Can you spot what’s strange about the following CloudFormation snippet?

AdministrationRole:
  Type: AWS::IAM::Role
  Properties:
    RoleName: !Ref AdminRoleName
    AssumeRolePolicyDocument:
      Statement:
        - Effect: Allow
          Principal:
            Service: cloudformation.amazonaws.com
          Action:
            - sts:AssumeRole
    Policies:
      - PolicyName: AssumeRole-AWSCloudFormationStackSetExecutionRole
        PolicyDocument:
          Statement:
            - Effect: Allow
              Action:
                - sts:AssumeRole
              Resource:
                - !Sub 'arn:aws:iam::*:role/${AdminRoleName}'
ExecutionRole:
  Type: AWS::IAM::Role
  Properties:
    RoleName: !Ref ExecutionRoleName
    AssumeRolePolicyDocument:
      Statement:
        - Effect: Allow
          Principal:
            AWS: !GetAtt AdministrationRole.Arn
          Action:
            - sts:AssumeRole
	#Policies...

The AdministrationRole and ExecutionRole are used while creating a CloudFormation StackSet to manage stacks across multiple AWS regions. The ExecutionRole is supposed to be assumed by the AdministrationRole to perform any operations specified in the template. The strange part is that the AdministrationRole is giving permission to assume itself and not the ExecutionRole.

Resource:
  - !Sub 'arn:aws:iam::*:role/${AdminRoleName}' # What?

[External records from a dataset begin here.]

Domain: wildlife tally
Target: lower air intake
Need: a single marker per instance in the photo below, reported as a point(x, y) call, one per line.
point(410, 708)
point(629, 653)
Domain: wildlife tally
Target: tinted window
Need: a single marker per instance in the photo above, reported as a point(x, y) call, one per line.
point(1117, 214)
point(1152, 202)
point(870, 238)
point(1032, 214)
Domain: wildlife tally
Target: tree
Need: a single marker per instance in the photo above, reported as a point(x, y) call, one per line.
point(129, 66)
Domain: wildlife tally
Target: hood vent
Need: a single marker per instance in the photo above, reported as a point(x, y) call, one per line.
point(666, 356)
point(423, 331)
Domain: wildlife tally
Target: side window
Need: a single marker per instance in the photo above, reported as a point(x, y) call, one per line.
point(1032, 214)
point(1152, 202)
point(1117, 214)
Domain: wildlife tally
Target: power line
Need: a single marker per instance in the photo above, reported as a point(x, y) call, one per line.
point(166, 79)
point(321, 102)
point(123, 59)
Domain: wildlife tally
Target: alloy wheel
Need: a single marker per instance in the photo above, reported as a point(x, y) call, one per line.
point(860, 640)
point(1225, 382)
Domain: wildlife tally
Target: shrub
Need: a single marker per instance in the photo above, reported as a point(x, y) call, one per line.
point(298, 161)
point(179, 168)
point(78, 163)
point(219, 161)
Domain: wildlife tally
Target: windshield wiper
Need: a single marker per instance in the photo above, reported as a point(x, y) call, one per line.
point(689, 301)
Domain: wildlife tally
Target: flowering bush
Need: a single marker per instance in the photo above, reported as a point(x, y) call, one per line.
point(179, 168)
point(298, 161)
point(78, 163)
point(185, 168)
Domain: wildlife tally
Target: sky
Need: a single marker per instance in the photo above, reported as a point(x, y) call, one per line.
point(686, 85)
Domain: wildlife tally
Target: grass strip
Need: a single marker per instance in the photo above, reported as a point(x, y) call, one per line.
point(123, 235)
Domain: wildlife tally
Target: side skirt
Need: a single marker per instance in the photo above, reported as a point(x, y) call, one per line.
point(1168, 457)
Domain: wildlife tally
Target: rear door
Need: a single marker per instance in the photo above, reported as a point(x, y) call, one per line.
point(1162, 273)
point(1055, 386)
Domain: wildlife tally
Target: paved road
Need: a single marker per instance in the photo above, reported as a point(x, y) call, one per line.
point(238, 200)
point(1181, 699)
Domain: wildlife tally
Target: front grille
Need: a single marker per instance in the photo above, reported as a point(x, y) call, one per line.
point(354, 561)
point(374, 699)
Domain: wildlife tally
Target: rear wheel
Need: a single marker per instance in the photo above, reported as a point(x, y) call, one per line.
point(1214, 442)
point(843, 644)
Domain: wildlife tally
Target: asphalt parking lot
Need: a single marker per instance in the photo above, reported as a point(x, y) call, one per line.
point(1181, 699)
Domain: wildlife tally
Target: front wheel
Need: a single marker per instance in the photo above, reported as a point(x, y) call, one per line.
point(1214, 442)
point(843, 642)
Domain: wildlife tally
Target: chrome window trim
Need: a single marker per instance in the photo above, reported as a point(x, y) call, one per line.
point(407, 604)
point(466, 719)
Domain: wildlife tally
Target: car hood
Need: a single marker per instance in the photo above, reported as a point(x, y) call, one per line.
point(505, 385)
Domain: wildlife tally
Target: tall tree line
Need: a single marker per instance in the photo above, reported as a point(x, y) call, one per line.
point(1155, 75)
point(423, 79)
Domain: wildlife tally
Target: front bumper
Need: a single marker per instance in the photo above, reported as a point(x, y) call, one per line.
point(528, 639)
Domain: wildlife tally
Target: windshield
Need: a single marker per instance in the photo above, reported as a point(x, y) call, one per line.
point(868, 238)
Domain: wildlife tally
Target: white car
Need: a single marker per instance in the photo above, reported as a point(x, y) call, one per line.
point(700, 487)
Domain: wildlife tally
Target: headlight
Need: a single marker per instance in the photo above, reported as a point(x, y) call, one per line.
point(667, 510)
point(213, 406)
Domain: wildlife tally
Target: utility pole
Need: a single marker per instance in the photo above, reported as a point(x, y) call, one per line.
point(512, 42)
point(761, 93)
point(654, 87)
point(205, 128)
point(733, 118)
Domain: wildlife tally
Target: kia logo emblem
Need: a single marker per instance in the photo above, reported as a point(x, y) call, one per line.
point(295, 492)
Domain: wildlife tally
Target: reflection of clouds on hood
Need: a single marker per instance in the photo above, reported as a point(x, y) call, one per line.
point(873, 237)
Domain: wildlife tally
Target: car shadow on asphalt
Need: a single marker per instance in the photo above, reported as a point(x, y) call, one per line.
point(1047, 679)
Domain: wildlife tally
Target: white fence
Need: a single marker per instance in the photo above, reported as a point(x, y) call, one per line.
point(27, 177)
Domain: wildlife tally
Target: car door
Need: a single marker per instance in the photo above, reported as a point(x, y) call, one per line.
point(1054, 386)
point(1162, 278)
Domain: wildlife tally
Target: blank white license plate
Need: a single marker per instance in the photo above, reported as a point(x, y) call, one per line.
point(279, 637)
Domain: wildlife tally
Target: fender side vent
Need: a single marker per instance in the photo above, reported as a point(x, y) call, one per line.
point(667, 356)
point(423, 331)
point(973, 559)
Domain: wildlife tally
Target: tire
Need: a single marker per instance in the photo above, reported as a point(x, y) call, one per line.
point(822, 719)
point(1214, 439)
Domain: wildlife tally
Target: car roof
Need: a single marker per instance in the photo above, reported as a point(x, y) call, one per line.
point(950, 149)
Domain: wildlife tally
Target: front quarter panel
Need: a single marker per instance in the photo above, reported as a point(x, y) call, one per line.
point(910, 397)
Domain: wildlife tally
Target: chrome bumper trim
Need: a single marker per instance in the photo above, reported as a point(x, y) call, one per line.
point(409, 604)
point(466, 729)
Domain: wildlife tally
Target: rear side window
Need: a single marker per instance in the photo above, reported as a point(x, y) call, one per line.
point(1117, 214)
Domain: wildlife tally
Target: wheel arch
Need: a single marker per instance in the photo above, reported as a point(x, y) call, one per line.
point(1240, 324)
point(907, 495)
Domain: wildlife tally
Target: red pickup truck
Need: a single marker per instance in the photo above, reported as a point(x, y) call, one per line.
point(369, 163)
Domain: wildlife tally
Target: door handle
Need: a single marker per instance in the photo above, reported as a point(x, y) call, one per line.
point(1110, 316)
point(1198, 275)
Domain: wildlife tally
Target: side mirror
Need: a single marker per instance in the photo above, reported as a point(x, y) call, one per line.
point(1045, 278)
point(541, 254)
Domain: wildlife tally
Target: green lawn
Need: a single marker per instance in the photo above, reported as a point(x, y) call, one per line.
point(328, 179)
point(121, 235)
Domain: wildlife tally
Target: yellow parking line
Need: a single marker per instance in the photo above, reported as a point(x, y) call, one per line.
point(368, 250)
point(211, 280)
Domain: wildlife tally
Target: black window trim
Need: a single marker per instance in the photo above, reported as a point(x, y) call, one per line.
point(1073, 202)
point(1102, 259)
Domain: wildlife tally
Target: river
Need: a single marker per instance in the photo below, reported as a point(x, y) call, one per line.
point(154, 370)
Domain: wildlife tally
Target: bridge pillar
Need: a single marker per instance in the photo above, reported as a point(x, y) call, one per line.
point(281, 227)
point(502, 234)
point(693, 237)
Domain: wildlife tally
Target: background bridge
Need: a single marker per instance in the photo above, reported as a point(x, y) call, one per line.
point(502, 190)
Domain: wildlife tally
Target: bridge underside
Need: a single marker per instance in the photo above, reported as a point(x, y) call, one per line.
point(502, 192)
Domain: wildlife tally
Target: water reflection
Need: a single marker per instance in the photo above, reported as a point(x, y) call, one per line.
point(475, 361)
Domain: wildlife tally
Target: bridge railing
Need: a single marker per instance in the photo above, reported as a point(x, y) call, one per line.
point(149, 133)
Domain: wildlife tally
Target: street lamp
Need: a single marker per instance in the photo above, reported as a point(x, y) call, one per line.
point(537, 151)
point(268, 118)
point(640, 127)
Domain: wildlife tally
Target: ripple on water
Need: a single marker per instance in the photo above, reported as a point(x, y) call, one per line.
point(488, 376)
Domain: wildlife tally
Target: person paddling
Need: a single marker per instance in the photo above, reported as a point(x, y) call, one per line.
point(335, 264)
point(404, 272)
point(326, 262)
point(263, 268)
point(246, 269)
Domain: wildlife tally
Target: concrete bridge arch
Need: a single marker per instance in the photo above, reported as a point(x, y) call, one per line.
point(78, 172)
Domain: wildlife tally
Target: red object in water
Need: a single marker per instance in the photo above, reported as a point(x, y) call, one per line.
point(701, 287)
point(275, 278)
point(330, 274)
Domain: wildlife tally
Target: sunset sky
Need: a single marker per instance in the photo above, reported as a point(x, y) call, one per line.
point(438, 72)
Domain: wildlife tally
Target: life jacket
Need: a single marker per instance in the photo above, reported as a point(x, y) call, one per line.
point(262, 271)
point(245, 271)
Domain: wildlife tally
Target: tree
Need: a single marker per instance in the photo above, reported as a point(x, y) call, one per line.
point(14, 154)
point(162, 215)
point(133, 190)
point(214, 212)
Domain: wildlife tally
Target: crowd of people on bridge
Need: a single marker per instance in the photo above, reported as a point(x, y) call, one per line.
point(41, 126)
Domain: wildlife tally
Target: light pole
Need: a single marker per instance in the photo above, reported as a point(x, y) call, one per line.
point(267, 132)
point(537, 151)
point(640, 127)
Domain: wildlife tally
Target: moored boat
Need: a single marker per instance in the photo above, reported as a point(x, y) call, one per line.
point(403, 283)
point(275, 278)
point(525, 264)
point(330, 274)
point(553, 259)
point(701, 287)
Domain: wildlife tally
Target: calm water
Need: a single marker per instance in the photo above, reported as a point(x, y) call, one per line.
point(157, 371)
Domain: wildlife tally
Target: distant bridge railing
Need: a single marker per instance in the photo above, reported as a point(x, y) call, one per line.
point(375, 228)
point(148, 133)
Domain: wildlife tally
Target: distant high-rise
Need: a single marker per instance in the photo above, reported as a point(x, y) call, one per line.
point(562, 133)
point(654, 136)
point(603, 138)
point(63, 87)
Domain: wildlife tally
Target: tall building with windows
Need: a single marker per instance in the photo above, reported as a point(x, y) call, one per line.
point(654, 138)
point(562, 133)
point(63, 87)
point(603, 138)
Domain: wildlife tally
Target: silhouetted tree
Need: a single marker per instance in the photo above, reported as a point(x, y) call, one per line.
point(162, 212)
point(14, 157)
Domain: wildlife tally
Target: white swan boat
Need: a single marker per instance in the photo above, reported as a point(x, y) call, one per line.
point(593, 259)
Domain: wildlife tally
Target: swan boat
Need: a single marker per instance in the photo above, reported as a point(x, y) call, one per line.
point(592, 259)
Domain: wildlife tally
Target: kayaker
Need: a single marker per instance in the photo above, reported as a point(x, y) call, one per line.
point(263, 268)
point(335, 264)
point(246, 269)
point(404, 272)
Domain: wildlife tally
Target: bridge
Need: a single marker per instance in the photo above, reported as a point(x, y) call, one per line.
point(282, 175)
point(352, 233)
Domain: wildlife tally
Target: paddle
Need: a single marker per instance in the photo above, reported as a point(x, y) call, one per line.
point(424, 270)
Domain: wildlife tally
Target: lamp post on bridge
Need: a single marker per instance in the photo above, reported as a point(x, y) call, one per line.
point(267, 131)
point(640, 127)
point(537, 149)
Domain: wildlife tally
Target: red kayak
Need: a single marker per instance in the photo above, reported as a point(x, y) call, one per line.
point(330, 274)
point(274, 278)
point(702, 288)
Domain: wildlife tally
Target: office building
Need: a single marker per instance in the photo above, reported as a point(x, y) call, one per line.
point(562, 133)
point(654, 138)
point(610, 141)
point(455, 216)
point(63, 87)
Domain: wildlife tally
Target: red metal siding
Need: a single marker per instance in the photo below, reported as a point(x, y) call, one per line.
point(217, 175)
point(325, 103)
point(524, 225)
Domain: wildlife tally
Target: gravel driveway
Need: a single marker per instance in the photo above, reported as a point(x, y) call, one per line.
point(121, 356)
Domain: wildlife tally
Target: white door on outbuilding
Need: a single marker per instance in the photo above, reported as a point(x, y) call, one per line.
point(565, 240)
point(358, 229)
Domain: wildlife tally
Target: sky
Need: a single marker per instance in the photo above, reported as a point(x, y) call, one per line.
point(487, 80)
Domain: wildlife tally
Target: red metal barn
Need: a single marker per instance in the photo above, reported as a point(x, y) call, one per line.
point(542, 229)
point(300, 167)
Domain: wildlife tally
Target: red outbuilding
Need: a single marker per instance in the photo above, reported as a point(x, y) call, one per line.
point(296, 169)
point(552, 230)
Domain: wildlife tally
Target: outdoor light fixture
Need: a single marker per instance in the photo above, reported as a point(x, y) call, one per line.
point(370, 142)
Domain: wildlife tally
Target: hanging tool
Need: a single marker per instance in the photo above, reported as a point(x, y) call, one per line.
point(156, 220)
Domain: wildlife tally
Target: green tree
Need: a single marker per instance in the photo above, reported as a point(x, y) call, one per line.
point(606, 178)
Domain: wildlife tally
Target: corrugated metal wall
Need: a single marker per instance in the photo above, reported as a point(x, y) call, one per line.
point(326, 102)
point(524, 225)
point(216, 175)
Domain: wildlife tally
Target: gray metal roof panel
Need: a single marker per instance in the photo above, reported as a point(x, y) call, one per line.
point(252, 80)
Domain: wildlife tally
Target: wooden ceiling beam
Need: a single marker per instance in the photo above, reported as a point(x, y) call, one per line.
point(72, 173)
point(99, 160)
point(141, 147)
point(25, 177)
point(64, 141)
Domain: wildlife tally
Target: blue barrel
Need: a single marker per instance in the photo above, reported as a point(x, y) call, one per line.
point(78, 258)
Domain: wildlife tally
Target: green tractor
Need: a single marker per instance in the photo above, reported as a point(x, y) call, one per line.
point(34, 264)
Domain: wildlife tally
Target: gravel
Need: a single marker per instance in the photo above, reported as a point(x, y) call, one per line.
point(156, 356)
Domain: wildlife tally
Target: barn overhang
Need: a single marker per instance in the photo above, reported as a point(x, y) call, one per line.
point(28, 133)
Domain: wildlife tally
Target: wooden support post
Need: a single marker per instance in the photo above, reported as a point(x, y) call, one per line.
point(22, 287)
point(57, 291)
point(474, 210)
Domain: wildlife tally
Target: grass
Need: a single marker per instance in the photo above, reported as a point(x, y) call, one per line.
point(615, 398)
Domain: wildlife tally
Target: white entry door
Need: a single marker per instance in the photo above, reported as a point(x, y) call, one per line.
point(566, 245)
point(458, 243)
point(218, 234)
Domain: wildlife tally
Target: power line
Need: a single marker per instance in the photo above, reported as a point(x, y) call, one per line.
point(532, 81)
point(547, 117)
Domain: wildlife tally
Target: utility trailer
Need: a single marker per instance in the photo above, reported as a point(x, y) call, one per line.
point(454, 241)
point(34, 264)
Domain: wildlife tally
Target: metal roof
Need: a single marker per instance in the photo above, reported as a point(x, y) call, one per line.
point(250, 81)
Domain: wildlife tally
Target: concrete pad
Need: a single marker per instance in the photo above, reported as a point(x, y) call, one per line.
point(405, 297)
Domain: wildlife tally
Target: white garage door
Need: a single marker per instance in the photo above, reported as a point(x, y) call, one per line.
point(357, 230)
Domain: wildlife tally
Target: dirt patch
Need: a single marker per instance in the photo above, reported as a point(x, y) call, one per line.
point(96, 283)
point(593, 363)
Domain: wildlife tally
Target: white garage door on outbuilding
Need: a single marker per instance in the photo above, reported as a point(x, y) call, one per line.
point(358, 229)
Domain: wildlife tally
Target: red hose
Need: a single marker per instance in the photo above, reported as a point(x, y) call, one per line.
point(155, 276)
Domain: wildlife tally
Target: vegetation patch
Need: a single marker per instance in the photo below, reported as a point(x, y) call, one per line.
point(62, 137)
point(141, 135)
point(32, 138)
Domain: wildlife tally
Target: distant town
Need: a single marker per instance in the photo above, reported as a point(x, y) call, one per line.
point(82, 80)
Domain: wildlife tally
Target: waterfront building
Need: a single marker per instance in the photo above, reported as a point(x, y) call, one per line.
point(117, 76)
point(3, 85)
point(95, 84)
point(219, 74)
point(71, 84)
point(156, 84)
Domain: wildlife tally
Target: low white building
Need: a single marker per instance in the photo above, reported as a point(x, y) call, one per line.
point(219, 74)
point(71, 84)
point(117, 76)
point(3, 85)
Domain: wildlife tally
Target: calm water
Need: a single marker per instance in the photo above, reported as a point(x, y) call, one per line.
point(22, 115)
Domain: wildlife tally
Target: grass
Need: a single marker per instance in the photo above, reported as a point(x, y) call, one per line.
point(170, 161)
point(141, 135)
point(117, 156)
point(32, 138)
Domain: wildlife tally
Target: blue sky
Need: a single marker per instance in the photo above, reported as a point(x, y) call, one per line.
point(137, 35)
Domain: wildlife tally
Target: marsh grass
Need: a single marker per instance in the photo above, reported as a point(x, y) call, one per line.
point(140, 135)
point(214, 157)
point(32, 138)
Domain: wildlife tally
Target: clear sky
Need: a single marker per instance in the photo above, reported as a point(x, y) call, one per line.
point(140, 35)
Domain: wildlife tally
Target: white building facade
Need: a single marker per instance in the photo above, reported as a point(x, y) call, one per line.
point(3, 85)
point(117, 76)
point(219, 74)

Yet somehow, for 2 years the stack set instances were created successfully with the permissions described in the ExecutionRole. It turns out that if the roles are in the same AWS account, just adding the AdministrationRole principal in the trust policy of the ExecutionRole is enough. The 2-way handshake is strictly necessary when working cross-account.

Given that all external observable factors indicate that a strange piece of code behaves as expected, is the effort of researching, understanding, and modifying it justified?

The argument for “fixing” the template above seems to be the same as removing dead code. Assuming that code is read more times than it’s written, if we don’t reflect our latest understanding of the world to the code then on subsequent reads we will keep wasting our brain power figuring out what is going on. We must eliminate or replace confusing code to keep the read cost over time small.

Another reason for investigating working but dubious code is that it can lead you to alternative and possibly simpler solutions.
For example, a few weeks ago we got an issue where users trying to read an object from S3 got an access denied error. The same object gets uploaded from separate AWS accounts under the same key with the expectation that all these accounts should then be able to read the object. The bucket had a policy that granted these accounts permission to read, and the objects were uploaded with the bucket-owner-full-control ACL. A first submission fixed the overwrite problem by working around it: just write each object with separate keys. Yet the configuration above should have worked, so what is the real root cause? The object ownership model for S3 is a bit difficult to grok at first, but the default object ownership control “Object writer” didn’t leverage the bucket policy for access control. A much more natural and less costly fix turned out to be just switching a field in the bucket definition to “Bucket owner enforced”.

If the task at hand requires me to read a piece of code that I don’t understand, it’s been always rewarding to dive a bit deeper. You can walk out having learned something new and gotten to improve the codebase just a little, or even potentially find a simpler solution.